“The Sacketts may bring a civil action [under the Administrative Procedure Act] to challenge the issuance of the EPA’s order,” Justice Antonin Scalia said in a statement from the bench announcing the decision. “The APA provides for judicial review of final agency action for which there is no other adequate remedy in court,” he said.
The justices did not rule that the couple may proceed with construction of their home on the disputed tract. Instead, the high court decision sets the stage for a federal judge to examine the EPA order. In effect, the Sacketts won the opportunity to present their case to a neutral judge.
“We are very thankful to the Supreme Court for affirming that we have rights … and that the EPA is not beyond the control of the courts and the Constitution,” Mr. Sackett said in a written statement.
“The EPA used bullying and threats of terrifying fines, and has made our life hell for the past five years,” Sackett said. “It said we could not go to court and challenge their bogus claim that our small lot had ‘wetlands’ on it.”

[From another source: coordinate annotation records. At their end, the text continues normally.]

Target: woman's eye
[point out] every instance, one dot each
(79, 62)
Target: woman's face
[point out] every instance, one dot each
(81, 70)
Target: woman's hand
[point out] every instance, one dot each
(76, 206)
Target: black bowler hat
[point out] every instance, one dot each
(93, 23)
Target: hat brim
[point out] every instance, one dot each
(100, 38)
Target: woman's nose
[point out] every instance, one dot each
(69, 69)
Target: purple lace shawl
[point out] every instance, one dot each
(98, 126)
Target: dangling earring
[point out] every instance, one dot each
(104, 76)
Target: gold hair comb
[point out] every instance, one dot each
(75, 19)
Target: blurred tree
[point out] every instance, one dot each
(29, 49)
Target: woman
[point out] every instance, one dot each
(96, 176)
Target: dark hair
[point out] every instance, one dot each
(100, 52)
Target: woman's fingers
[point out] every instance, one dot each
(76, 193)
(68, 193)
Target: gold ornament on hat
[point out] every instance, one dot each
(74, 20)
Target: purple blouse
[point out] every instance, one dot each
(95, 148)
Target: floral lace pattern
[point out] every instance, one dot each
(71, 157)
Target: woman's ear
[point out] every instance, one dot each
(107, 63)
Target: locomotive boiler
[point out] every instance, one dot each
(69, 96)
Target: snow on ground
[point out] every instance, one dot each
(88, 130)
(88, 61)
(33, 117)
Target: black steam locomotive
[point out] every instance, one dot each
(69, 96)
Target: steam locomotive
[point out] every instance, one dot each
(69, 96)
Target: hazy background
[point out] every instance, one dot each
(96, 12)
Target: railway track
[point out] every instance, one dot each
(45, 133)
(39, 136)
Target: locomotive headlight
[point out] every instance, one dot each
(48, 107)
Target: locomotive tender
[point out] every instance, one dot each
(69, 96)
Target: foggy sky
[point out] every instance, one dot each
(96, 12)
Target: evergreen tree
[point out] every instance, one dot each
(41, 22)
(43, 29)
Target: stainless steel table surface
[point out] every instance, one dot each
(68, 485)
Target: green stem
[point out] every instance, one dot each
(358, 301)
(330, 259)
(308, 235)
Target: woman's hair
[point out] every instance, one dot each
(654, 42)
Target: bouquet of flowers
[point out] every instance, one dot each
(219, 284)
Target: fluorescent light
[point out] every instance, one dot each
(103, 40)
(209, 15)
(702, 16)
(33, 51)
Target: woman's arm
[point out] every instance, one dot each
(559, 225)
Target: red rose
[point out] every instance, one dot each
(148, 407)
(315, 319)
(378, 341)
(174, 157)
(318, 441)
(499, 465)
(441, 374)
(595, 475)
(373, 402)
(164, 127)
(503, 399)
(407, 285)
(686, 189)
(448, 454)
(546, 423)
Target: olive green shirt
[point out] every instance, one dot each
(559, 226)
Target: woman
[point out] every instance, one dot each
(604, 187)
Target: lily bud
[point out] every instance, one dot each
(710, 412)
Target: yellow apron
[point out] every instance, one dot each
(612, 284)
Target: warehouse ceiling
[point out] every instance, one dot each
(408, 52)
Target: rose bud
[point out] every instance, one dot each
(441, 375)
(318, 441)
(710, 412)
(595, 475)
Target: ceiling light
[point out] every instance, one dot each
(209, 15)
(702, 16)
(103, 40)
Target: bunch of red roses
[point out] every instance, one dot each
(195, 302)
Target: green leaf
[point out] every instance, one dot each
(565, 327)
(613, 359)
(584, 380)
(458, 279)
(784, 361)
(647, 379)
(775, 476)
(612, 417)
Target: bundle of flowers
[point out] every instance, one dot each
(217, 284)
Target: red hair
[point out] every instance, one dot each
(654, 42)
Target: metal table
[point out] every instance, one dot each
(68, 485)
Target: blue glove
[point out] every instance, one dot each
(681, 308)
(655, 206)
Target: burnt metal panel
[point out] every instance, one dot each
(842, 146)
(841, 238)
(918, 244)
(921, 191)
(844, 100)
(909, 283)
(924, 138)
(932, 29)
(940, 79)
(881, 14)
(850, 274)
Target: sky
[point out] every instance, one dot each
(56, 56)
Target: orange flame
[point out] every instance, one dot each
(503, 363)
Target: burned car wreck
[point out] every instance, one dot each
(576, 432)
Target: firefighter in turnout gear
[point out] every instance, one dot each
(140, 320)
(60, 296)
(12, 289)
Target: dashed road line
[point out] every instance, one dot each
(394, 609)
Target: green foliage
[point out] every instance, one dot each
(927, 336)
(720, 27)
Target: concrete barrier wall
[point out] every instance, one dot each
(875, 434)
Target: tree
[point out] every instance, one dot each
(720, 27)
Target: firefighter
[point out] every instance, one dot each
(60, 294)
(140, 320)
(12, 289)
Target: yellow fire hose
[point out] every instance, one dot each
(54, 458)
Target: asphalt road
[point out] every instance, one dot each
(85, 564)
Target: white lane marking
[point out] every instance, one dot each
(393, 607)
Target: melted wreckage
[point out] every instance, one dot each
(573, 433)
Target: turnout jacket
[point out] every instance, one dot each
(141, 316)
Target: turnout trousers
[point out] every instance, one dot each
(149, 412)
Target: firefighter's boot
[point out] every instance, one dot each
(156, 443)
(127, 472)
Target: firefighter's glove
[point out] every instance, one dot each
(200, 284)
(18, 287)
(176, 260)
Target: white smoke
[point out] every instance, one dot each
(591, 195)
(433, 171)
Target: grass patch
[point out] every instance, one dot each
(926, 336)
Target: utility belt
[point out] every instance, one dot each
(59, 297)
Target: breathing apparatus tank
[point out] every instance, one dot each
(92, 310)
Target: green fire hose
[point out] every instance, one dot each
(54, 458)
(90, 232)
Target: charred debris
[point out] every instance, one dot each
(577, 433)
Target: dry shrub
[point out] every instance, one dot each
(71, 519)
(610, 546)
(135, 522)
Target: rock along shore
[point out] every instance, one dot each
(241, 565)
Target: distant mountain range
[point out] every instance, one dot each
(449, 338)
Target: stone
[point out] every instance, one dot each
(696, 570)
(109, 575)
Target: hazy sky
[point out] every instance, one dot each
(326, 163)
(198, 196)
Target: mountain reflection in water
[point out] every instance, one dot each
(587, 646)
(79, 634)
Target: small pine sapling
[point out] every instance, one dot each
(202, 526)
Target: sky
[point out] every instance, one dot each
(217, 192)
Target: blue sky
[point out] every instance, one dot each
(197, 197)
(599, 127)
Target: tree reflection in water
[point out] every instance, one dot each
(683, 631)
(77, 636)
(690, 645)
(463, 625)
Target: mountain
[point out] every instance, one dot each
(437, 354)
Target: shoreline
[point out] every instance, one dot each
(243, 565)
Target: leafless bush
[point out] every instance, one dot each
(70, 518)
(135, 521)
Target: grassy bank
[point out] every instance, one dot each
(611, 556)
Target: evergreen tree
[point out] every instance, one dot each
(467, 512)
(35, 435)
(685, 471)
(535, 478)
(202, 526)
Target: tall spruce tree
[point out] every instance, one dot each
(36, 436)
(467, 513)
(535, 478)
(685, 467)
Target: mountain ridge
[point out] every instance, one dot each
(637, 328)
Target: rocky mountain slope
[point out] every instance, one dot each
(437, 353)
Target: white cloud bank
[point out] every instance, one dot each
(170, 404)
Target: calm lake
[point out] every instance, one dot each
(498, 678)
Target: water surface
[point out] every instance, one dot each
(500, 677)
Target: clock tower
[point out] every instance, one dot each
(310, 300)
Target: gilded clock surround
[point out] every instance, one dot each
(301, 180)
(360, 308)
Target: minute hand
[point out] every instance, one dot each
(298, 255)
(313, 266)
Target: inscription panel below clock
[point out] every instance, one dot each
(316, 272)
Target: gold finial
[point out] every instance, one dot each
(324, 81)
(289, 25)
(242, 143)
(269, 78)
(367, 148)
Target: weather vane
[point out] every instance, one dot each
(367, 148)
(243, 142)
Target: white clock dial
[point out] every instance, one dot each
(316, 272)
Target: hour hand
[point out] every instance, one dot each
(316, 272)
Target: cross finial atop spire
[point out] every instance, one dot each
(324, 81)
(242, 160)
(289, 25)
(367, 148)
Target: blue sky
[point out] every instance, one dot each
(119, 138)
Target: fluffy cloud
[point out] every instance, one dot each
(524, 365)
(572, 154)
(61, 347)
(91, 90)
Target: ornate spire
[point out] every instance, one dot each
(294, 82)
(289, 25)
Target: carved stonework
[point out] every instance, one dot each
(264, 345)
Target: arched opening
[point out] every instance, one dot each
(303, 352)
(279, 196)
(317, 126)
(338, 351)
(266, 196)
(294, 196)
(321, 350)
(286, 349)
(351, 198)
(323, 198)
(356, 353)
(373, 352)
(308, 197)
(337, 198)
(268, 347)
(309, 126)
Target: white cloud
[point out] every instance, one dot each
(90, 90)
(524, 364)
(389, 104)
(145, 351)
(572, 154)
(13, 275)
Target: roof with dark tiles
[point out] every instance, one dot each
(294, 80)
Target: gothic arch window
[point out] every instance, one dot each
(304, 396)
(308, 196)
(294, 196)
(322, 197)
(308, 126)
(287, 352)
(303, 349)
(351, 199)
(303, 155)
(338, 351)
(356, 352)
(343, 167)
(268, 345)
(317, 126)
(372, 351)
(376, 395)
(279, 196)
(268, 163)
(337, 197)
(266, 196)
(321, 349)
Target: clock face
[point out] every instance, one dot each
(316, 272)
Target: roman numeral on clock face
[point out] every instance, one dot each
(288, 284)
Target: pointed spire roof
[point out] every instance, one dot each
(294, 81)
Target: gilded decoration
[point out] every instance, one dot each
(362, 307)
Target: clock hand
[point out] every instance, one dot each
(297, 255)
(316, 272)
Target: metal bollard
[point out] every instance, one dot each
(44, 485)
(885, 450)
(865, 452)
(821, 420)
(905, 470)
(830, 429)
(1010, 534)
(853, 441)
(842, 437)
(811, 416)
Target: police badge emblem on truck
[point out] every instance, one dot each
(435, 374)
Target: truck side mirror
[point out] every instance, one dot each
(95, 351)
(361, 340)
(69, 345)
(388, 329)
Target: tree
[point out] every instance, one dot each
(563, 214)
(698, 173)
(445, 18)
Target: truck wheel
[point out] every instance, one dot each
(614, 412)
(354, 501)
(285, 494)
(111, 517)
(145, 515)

He added: “As this nightmare went on, we rubbed our eyes and started to wonder if we were living in some totalitarian country.”
The Supreme Court decision represents a victory for property owners faced with the prospect of EPA action that effectively seizes control of their land by declaring it a “wetland,” said Damien Schiff, a lawyer with the Pacific Legal Foundation, which is representing the Sacketts.
“The justices have made it clear that EPA bureaucrats are answerable to the law and the courts just like the rest of us,” Mr. Schiff said in a statement. “EPA will have to be prepared to show a reviewing court that its wetlands regulations are really necessary – not just a power trip.”